Amanda typed into the office computer in front of her. She was lucky that the bosses hadn't sold the retirement division's computers yet. All non-essential assets were being liquidated. Before, she would have shuddered at the thought of 'liquidation'. Now, it was just another fancy word for 'selling things' — which didn't include people, thank god.

"You'll receive your first check on the 1st of April, Mr. Zuberi."

He sat for a moment, his eyes widening as he remembered the order of months — something he regularly forgot about.

"B-But that's four months from now! You gotta listen ma'am, I need that check. My wife, she's also looking for a job, but is also having bad luck. Please, is there any way I cou —"

"No sir, I'm afraid I can't do that. There's only so much money we can send out at a time."

The man looked down, his hand up to his face.

"This…this is the thanks I get, huh?"

He put his hand down, and she saw his face. She could see water swelling up in his tear ducts.

"I killed people. I burned down entire villages — to protect humanity. I kidnapped children from their parents — and parents from their children. I hurt people," he stopped, putting his face back into his hand in an attempt to stop crying. "I hurt people. I lost my leg trying to stop that oversized fucking lizard from killing everyone — from destroying the whole site. And this — this is what I get?"

"I'm truly sorry sir, but I ca—"

"Fuck off. Just fuck off."

He backed out of the office in his wheelchair, with the same finesse as a Olympic gymnast.

She sighed, mentally counting the event. It was the fifteenth time this day.

She left the bar — she needed to get away from drinking for a while. She walked along the water now, letting the cool water brush up to her feet. It felt cooler now than the sand. She hated how the sand would stick to her skin after stepping into the water for a moment. It itched and it was generally annoying.

She remembered the first time she went to the beach. It was a paid vacation by — what else? — the Foundation. She had been shot in the neck by an Insurgent during a raid on Site-42 — Site-43's sister site — and left her bed bedridden for a month after that, and another month of counseling due to the event. She didn't need it, but saw it as a good exploit for a vacation.

She mostly stayed locked up in her room, eating and watching TV and occasionally doing something productive like attempting to get laid or binge watch some terrible Netflix show she'd forget in a week.

As she walked, she saw a man.
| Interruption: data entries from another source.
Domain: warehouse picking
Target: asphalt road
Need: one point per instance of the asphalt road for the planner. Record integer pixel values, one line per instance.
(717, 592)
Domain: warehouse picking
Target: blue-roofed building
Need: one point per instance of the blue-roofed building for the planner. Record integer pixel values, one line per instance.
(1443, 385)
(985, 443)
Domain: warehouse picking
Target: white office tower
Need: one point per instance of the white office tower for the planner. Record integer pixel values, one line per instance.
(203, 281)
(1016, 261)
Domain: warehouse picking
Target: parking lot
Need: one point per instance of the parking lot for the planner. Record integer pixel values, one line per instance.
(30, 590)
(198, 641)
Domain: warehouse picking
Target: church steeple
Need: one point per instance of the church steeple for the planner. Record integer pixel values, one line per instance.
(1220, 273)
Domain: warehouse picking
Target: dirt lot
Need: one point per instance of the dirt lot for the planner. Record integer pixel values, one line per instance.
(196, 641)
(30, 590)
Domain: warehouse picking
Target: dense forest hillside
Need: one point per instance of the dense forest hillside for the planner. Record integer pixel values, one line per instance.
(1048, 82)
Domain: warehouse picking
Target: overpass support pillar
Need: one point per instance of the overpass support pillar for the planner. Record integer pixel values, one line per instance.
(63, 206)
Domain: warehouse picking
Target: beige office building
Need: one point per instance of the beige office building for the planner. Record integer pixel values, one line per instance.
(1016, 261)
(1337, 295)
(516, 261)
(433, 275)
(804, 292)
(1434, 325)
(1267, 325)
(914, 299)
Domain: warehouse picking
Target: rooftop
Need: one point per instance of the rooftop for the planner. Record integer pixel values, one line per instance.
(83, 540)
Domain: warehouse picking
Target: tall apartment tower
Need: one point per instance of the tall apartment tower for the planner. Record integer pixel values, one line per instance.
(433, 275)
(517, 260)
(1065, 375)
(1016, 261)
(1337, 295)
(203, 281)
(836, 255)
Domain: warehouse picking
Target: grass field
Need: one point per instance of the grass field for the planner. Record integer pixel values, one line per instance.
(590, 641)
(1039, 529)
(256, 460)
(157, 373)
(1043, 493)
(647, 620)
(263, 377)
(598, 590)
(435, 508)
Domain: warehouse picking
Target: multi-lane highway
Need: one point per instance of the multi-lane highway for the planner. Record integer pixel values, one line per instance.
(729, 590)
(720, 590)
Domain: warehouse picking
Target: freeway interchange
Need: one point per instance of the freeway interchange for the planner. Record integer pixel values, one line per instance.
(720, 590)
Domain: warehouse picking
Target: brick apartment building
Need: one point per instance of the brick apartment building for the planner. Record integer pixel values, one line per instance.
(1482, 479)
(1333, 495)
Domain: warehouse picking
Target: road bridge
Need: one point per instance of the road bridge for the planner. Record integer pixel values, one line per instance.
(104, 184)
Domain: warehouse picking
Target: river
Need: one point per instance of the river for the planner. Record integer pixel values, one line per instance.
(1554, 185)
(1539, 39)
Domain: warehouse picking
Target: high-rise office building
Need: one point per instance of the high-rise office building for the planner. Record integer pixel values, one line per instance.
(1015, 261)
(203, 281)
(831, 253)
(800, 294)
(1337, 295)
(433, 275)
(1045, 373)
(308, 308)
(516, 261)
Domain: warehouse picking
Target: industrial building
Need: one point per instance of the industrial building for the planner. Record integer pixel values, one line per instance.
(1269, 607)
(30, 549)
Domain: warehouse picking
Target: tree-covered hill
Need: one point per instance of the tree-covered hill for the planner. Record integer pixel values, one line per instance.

The man was walking with a small dog — probably a pug or something similar to that. It had a leash, less walking than being dragged along for a ride it really didn't want. It seemed tired and probably wanted a nap.

being dragged along

Again she shuddered and looked into the dogs eyes. She saw his boredom, but beyond that she saw something more important — fear. Fear of what, she did not know.

"You are Mrs. Amanda Richards, yes?"

She looked around the room uncomfortably, attempting to focus her eyes on something beyond the tiny little man before her.

"Y-Yes sir, I-I am."

"And you have been working for the Foundation how many years now?"

"Thirteen. Thirteen years," she stammered out, feeling some sort of pride in that fact. Then she cringed, feeling shame at having admitted that. Why was she proud of that? It was like being proud of being a member of the Westboro Baptist Church or Nazi or a jaywalker. It wasn't something admitted outloud.

"And you have been working in the retirement department for how long?"

"Three. Three years," again she stammered out, feeling some sort of pride swell up in her, and again that shame.

"What were you before the retirement department?"

"I was," she said, then stopped. It took her a moment to recall what she was. The days and weeks and years all seemed to mix together, to the point where she couldn't really keep track of the days anymore. There were only two days on her calendar — work days and rest days.

"Says here you were a biologist for Site-43. Experimented with SCP-3036."

"Y-Yes, yes I did. Sorry, I-I don't know how I could have forgotten that."

"It occurs. At any rate, I was requested to give you these — " the man stopped, handing Amanda a pile of folders.

"What are they?"

"Opportunities. For after everything is said and done."

when everything is said and done

She continued to look at the dog, continuing to be dragged along by its owner. Eventually, the owner stopped and picked the dog up.

"Everything is said and done?"

"When everything is gone. When the Foundation stops," he said, stopping halfway through the sentence, expecting Amanda to speak the other half. But she did not.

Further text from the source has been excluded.